Geoffroy Roux de Bézieux a assuré qu’un tel report de l’âge de départ à la retraite permettrait de réaliser “17 milliards d’euros” d’économies. Ce chiffre prend en compte à la fois le surplus de cotisations, la baisse du montant des pensions servies et les hausses inévitables de dépenses chômage, maladie et prévoyance. 

Préférant, certes, prendre les devants à ces deux derniers sujets, Claude Tendil, le vice-président du Medef chargé des affaires sociales, a précisé que cet âge de 64 ans devait correspondre à “l’âge effectif” de départ à la retraite. On comprend aisément que les assureurs n’aient pas nécessairement envie de financer à eux seuls, par le biais des régimes santé et prévoyance collectifs, un recul de l’âge de départ à la retraite qui ne serait que théorique… 

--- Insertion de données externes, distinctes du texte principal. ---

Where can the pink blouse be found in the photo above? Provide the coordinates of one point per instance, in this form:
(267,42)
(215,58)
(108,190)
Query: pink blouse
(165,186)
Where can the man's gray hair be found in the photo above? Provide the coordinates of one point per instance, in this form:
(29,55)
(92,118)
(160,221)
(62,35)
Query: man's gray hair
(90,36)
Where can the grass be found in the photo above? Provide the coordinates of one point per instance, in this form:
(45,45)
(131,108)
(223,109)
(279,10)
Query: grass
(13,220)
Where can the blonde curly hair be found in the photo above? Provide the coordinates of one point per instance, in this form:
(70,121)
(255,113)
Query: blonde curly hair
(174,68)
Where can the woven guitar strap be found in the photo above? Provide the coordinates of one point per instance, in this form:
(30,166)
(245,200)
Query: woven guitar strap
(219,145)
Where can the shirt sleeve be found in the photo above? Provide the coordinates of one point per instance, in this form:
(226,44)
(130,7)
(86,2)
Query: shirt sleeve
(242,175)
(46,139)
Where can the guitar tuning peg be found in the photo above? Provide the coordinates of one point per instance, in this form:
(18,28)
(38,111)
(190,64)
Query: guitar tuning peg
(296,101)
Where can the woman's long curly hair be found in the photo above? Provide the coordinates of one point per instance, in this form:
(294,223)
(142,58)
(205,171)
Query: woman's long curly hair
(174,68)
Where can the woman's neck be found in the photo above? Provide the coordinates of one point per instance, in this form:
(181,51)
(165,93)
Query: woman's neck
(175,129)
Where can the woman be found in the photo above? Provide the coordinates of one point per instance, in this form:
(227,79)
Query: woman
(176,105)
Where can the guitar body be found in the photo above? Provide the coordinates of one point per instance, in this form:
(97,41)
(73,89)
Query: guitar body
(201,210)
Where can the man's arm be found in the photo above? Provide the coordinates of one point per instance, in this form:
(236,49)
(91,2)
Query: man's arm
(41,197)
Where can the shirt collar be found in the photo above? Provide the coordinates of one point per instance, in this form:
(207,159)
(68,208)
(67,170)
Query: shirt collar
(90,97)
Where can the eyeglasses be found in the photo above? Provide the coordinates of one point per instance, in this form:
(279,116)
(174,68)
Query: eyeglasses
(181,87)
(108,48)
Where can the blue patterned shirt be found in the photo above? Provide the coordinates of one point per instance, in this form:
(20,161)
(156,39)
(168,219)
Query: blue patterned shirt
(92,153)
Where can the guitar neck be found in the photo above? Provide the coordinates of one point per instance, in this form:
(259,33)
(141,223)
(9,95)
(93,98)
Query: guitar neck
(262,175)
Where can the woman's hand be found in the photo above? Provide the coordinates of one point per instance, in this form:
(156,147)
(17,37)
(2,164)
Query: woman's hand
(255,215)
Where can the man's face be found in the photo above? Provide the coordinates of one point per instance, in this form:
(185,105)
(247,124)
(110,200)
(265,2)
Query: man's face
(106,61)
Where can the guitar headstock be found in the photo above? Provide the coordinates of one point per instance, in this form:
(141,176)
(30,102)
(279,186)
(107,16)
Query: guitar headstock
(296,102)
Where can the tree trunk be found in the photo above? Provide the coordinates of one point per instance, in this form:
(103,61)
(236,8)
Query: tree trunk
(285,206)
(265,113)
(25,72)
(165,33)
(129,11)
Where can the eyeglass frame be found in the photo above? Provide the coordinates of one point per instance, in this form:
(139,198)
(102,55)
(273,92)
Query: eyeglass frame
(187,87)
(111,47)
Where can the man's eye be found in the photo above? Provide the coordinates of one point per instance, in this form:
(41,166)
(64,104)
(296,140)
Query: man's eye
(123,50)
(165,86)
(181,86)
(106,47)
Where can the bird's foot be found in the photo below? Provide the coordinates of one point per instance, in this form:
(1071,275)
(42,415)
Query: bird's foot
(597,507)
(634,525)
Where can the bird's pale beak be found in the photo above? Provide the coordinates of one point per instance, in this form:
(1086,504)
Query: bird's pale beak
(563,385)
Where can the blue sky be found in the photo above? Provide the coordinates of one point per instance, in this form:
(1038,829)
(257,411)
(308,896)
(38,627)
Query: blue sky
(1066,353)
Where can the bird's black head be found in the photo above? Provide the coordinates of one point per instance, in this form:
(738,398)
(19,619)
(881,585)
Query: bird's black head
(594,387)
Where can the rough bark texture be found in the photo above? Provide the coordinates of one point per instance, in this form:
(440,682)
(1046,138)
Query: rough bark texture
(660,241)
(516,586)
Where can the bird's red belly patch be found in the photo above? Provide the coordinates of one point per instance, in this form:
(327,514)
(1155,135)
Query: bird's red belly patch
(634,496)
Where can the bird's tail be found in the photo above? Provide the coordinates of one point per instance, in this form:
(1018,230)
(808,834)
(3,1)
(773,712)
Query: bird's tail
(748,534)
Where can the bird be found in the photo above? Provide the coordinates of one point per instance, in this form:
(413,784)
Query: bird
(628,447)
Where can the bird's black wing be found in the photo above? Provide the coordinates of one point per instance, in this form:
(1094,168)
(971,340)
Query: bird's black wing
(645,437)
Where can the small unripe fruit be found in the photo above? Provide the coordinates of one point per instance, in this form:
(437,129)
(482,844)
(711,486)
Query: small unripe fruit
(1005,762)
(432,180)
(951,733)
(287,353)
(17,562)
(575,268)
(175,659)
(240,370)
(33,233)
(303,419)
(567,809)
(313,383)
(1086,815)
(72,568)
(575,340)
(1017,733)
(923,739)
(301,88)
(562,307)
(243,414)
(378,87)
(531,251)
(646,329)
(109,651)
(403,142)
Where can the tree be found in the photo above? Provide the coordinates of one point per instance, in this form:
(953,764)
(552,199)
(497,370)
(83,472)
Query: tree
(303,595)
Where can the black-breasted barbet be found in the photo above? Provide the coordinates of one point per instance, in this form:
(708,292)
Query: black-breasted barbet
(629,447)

Le Medef en mode socialiste

Laissant à M. Tendil le soin de défendre les intérêts des assureurs, Geoffroy Roux de Bézieux a plutôt cherché à convaincre du fait qu’un tel recul de l’âge de départ à la retraite est compatible avec l’état du marché du travail. En particulier, alors qu’actuellement, le taux d’emploi des 60-64 ans dépasse péniblement les 30 % – voir étude DARES ci-dessous – la question se pose inévitablement de la manière dont le MEDEF compte s’y prendre afin de maintenir en emploi un public qui en est très majoritairement éloigné aujourd’hui. Considérés comme trop chers et pas assez productifs, les seniors sont massivement sortis du marché du travail par les entreprises. 

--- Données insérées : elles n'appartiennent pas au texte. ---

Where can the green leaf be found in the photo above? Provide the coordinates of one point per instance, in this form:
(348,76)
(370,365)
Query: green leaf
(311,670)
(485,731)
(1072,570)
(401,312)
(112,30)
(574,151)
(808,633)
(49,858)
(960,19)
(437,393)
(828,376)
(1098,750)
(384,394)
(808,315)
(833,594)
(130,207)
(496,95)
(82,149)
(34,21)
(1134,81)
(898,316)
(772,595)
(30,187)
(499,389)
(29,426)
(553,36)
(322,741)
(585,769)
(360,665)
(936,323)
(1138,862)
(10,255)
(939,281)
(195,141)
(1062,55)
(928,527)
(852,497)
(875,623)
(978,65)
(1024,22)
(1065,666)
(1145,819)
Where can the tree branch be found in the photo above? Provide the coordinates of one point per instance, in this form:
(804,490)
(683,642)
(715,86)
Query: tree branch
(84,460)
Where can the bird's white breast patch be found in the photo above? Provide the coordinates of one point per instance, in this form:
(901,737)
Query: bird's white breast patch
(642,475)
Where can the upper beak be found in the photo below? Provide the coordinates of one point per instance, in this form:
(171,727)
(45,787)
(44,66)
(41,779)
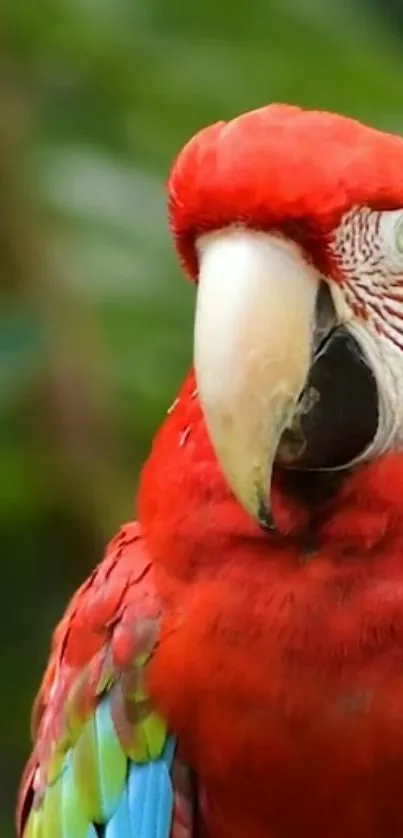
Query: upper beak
(253,351)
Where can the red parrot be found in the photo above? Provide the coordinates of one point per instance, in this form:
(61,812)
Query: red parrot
(234,666)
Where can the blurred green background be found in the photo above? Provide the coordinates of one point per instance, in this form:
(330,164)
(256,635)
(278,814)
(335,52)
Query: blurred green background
(96,98)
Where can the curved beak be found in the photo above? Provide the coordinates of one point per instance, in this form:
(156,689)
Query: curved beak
(253,351)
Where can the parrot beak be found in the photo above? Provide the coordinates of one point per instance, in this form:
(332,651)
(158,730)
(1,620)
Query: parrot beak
(254,333)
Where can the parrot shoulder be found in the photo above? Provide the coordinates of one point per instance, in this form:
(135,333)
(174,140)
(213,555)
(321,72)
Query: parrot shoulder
(92,719)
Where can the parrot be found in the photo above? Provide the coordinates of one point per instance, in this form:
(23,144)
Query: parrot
(233,668)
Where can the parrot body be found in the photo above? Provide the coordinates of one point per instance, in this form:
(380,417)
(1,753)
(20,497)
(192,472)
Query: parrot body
(272,656)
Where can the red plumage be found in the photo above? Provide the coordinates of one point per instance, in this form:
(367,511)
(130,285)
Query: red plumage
(279,661)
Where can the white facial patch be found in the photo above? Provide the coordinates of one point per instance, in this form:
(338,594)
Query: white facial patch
(368,249)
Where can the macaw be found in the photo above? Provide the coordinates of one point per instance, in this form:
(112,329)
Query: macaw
(233,668)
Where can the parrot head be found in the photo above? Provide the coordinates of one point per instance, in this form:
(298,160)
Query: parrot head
(291,224)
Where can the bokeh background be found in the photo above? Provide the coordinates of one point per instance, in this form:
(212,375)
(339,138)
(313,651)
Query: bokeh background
(96,98)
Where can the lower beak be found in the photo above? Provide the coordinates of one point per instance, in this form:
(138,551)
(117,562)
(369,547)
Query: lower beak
(253,350)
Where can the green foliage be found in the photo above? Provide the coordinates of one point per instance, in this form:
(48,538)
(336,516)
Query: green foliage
(96,98)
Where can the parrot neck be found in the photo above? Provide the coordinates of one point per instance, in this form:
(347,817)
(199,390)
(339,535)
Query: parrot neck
(188,513)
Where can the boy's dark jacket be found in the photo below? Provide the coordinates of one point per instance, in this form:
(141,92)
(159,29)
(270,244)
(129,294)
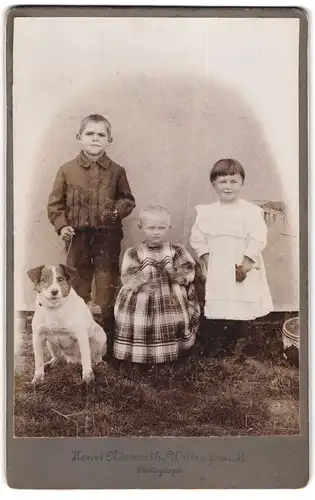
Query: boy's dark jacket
(85,194)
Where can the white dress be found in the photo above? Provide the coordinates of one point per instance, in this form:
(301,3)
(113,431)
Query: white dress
(228,232)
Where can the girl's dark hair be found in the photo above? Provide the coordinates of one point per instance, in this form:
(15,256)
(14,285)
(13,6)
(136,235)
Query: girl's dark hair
(96,119)
(226,166)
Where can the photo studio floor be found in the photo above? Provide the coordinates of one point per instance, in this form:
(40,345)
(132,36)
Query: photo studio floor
(197,396)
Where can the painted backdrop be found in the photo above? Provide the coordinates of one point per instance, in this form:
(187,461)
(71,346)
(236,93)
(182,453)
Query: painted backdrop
(180,94)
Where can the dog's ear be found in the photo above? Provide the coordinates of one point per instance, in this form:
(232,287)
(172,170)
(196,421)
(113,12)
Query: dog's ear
(35,273)
(68,271)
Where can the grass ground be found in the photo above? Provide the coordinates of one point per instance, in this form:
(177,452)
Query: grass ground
(195,397)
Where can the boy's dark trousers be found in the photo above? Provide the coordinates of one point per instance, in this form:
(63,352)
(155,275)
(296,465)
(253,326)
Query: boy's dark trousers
(95,254)
(219,337)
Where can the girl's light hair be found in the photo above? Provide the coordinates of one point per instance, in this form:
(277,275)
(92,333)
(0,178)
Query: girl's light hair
(155,209)
(96,119)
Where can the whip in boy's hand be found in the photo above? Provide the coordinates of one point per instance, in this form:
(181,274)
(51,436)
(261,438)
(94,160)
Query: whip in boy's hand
(66,233)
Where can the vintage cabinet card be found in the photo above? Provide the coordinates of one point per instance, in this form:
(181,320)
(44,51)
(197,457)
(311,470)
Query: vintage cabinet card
(157,243)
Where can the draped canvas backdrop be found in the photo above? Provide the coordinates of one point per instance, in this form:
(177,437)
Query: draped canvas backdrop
(180,94)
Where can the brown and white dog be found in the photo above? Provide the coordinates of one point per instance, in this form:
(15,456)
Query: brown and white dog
(63,321)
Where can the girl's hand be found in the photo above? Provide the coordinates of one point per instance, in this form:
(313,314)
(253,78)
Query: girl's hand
(176,277)
(247,264)
(134,284)
(204,262)
(240,274)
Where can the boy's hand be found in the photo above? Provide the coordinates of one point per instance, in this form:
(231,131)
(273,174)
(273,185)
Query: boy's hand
(67,233)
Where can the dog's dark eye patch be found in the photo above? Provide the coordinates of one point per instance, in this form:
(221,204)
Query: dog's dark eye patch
(46,276)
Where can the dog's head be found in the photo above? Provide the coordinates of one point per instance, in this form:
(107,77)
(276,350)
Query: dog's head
(53,283)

Heureusement pour les seniors – et les assureurs… – Geoffroy Roux de Bézieux a une bonne idée afin de faire en sorte de mettre les seniors au travail. Cité par RTL, il s’est appuyé sur l’exemple de la Suède, où les employeurs feraient preuve d’une “capacité très forte des entreprises à garder des gens en emploi mais dans des postes et avec des salaires qui ne sont pas toujours les mêmes. Parce qu’après 62-63 ans, il y a des gens soit qui veulent souffler, soit dont la productivité ou la compétence n’est pas exactement la même et qui acceptent de redescendre hiérarchiquement mais de continuer à travailler”. Partant de cet exemple, le président du Medef a estimé que l’employabilité des seniors pourrait reposer sur l’acceptation par ces derniers de salaires moins élevés. “L’assurance chômage et/ou Pôle Emploi” viendraient alors compenser cette perte de salaire. 

Autrement dit, Geoffroy Roux de Bézieux a proposé d’instaurer un système collectiviste, ou socialiste, afin de financer les salaires des travailleurs âgés – et, donc, dans le même temps, de contribuer au financement de la politique des retraites. 

Les syndicats irrités

Hélas pour M. Roux de Bézieux, sa solution collectiviste n’a guère convaincu les représentants des organisations salariales. Toujours cité par RTL, Michel Beaugas, chargé des questions d’emploi au sein de FO, a joué les pères “la rigueur”, rappelant le capital à ses responsabilités premières : “l’idéal serait d’abord de ne pas licencier les seniors à 55 ans pour commencer”. En d’autres termes : pas question, une fois de plus, de socialiser les pertes après avoir privatisé les profits tant que les salariés n’étaient pas encore des seniors. 

Marylise Léon, pour la CFDT, a elle aussi défendu une position proche : “C’est une proposition à la fois irresponsable et incohérente. On ne peut pas demander à ce que les travailleurs travaillent plus vieux et considérer qu’à partir d’un certain âge le salarie soit compensé et par l’assurance chômage et par Pôle emploi”, ajoutant que cette proposition était en outre “discriminatoire” pour les salariés âgés. 

Dans ces conditions, autant dire d’emblée qu’il apparaît difficile pour le Medef d’espérer obtenir une négociation paritaire autour de sa proposition pour le travail des seniors. Le paritarisme se porte décidément mal ces derniers temps.